Quienes habían instalado las sillas también se mostraron molestos, dado que aseguran que ya habían pagado al ayuntamiento 15 pesos por cada silla que llevaron para rentar. Los que ya habían pagado su lugar comenzaron a exigir que los dejaran pasar, y debido a que fueron ignorados, algunos intentaron brincar o quitar las vallas metálicas que les impedían el paso.
Entonces los mandos policiales ordenaron que los granaderos que no permitieran que alguien pasara. Armados con escudos, toletes, y escopetas para lanzar granadas de gas lacrimógeno amedrentaron a los ciudadanos que querían ver el desfile.
También ordenaron que los comerciantes comenzaran a recoger las sillas que habían instalado, entonces los que pagaron por sentarse en ellas exigieron que se les devolviera su dinero.
Esto provocó varios conatos de bronca entre los que rentaron las sillas y los que habían pagado por ocuparlas. Los comerciantes dijeron a La Jornada de Oriente que nadie les explicó por qué de última hora no se les permitió que se ocuparan las sillas que se pusieron sobre el camellón, pues ya se le había dado permiso.
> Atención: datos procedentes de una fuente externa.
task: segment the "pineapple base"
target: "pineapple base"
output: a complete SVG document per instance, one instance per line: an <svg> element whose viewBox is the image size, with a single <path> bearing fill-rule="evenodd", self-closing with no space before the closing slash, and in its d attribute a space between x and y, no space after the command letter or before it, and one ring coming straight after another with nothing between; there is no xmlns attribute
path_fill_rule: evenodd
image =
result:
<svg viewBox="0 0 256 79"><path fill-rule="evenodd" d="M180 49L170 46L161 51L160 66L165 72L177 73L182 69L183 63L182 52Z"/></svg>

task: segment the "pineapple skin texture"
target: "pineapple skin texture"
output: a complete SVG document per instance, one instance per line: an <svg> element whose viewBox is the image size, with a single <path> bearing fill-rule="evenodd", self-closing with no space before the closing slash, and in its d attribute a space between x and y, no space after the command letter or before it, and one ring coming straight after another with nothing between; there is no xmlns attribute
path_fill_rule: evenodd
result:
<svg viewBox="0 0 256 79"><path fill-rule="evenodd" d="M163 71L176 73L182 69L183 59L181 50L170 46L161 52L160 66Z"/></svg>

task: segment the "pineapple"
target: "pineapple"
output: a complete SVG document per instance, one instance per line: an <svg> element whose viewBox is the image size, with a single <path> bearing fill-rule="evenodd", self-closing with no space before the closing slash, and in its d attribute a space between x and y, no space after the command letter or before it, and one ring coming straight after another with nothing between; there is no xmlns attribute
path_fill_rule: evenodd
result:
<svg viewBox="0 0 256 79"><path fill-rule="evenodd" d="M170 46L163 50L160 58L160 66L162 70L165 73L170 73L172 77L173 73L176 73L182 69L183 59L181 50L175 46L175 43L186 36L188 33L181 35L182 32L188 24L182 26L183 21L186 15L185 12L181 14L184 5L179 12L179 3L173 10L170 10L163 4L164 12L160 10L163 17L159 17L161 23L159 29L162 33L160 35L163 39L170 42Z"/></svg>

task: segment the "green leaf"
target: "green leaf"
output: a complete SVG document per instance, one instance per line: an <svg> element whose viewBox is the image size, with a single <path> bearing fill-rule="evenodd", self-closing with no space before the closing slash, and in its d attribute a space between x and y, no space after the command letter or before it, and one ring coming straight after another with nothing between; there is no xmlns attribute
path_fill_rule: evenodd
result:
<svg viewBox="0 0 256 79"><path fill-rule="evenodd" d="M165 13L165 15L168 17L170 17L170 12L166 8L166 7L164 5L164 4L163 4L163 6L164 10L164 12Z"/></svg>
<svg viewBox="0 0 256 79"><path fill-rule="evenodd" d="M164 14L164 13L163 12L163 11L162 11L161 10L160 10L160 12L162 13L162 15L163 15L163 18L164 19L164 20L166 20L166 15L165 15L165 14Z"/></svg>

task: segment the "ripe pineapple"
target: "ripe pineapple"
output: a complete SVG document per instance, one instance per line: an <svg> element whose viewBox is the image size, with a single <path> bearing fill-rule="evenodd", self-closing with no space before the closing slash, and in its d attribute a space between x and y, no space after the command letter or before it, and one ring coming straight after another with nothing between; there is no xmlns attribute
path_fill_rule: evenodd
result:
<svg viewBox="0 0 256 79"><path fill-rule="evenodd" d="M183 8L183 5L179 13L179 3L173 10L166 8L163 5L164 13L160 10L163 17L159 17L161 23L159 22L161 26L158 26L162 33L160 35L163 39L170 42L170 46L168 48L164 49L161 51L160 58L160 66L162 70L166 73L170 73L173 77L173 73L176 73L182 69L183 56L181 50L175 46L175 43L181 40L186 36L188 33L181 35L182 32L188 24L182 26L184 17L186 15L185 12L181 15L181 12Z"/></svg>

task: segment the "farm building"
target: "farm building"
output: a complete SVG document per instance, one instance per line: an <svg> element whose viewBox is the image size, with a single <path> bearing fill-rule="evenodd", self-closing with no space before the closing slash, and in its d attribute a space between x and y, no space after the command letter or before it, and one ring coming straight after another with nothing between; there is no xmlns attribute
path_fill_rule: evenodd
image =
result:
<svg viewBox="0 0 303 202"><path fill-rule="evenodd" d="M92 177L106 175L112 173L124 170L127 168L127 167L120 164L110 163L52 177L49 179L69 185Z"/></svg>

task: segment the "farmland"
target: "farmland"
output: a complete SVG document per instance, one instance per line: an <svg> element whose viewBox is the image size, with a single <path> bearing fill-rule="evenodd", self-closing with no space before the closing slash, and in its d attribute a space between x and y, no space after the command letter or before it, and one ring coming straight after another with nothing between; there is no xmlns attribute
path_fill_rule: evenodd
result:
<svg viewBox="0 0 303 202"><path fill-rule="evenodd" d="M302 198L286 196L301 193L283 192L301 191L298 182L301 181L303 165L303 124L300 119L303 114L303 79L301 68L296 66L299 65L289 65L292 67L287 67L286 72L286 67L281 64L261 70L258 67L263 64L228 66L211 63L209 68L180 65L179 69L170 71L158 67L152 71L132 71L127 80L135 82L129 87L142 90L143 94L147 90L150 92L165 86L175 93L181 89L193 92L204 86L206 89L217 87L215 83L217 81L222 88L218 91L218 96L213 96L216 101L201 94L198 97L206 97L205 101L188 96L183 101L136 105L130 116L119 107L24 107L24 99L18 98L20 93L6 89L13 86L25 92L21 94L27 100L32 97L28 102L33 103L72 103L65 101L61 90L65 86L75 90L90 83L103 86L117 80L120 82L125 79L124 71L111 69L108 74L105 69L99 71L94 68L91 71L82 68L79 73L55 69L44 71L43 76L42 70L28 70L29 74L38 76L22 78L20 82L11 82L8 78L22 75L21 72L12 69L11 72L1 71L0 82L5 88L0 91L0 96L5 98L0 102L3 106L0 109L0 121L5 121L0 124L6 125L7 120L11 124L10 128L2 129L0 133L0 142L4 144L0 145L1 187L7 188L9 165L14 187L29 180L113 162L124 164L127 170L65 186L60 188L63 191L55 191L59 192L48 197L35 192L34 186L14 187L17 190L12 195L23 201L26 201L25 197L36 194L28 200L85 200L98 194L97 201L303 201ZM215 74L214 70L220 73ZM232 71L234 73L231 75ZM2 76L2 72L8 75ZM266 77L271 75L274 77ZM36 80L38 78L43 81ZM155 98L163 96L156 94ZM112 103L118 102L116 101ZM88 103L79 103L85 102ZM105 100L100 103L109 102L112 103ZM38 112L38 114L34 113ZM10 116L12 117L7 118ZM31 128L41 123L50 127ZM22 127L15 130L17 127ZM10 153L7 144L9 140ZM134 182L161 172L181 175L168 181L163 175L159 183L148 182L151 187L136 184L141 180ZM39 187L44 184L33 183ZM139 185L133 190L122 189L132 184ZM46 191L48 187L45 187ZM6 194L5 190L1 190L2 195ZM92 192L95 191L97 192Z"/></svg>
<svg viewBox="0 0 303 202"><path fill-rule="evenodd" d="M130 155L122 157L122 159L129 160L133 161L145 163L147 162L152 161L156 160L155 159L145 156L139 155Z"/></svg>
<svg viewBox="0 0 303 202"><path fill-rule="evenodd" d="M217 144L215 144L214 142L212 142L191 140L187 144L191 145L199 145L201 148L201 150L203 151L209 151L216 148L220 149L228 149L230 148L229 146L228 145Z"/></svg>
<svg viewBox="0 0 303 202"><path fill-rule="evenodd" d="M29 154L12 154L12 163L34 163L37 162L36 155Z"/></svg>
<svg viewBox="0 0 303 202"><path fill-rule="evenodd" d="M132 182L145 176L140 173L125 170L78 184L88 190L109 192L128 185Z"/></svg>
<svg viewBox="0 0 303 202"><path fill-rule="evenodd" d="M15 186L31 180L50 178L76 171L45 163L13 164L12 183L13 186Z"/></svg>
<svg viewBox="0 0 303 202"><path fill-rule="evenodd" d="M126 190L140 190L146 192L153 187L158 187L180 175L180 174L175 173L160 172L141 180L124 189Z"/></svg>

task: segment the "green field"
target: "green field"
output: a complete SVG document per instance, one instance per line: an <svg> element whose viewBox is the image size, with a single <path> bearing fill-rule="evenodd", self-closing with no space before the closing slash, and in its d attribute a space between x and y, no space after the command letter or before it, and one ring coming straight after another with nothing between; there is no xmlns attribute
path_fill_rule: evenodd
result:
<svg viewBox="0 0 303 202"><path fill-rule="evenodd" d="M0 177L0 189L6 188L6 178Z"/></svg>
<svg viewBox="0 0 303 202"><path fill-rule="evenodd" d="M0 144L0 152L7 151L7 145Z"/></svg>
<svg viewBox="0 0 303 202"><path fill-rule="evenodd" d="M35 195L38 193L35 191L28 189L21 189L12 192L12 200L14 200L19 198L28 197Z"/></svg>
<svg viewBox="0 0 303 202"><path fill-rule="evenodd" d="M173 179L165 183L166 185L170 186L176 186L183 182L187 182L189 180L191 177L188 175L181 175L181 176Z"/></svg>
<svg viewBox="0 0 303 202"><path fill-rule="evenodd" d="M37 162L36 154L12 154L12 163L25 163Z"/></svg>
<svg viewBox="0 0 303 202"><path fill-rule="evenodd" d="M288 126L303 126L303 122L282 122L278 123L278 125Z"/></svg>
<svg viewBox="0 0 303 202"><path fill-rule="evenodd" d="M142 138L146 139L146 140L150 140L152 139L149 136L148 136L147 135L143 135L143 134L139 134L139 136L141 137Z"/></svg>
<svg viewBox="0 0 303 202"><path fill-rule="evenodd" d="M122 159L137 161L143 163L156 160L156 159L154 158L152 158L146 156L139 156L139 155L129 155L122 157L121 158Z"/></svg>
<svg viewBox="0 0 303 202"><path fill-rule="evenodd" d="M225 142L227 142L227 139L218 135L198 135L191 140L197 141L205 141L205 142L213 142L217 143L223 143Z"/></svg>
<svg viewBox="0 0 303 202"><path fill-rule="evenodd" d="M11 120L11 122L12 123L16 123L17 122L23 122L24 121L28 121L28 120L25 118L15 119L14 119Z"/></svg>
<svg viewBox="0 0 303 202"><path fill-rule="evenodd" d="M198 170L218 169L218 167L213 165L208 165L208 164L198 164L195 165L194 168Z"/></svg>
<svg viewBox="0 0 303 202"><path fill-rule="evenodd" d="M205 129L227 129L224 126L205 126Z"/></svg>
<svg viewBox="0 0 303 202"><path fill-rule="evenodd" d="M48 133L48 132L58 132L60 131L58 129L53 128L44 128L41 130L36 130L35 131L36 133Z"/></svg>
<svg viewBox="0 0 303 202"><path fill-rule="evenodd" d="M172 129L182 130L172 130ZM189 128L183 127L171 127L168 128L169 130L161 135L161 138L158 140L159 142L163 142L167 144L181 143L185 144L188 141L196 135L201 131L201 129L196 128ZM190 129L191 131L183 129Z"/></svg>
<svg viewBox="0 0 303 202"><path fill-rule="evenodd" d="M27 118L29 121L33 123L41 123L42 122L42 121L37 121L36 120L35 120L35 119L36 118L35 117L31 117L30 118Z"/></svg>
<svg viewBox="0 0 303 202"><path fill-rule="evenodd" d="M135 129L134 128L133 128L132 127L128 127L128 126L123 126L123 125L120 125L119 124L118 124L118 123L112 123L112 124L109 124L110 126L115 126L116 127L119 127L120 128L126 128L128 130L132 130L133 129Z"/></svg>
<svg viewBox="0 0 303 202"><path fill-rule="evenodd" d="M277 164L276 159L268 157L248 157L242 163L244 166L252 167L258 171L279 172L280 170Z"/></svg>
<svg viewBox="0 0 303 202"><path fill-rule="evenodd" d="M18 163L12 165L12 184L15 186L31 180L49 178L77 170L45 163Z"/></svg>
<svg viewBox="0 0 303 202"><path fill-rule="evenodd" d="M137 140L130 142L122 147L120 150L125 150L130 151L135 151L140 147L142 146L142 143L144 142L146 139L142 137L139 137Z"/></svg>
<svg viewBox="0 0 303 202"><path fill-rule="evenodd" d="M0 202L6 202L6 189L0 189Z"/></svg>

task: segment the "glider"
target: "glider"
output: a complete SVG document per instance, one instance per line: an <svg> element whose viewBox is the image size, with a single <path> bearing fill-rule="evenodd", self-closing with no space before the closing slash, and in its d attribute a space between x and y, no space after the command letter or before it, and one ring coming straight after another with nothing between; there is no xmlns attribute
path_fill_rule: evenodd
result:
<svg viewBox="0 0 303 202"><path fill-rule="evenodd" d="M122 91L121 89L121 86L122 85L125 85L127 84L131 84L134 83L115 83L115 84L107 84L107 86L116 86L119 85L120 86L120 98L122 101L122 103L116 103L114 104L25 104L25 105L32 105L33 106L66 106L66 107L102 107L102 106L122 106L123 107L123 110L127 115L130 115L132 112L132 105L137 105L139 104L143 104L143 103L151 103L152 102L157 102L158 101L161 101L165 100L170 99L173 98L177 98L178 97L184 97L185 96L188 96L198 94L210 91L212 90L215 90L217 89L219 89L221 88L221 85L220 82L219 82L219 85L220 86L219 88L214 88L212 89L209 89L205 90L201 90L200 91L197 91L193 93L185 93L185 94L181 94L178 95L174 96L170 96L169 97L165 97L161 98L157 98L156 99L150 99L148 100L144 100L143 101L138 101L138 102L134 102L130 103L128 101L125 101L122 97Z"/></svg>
Comentaron que los años anteriores ninguna autoridad se opuso a que las personas pudieran ver pasar el desfile desde esta zona, y ahora repentinamente se les canceló la autorización.
Al finalizar el desfile, los comerciantes y varios de los que rentaron las sillas estuvieron a punto de liarse a golpes para que se les devolviera el dinero que habían pagado.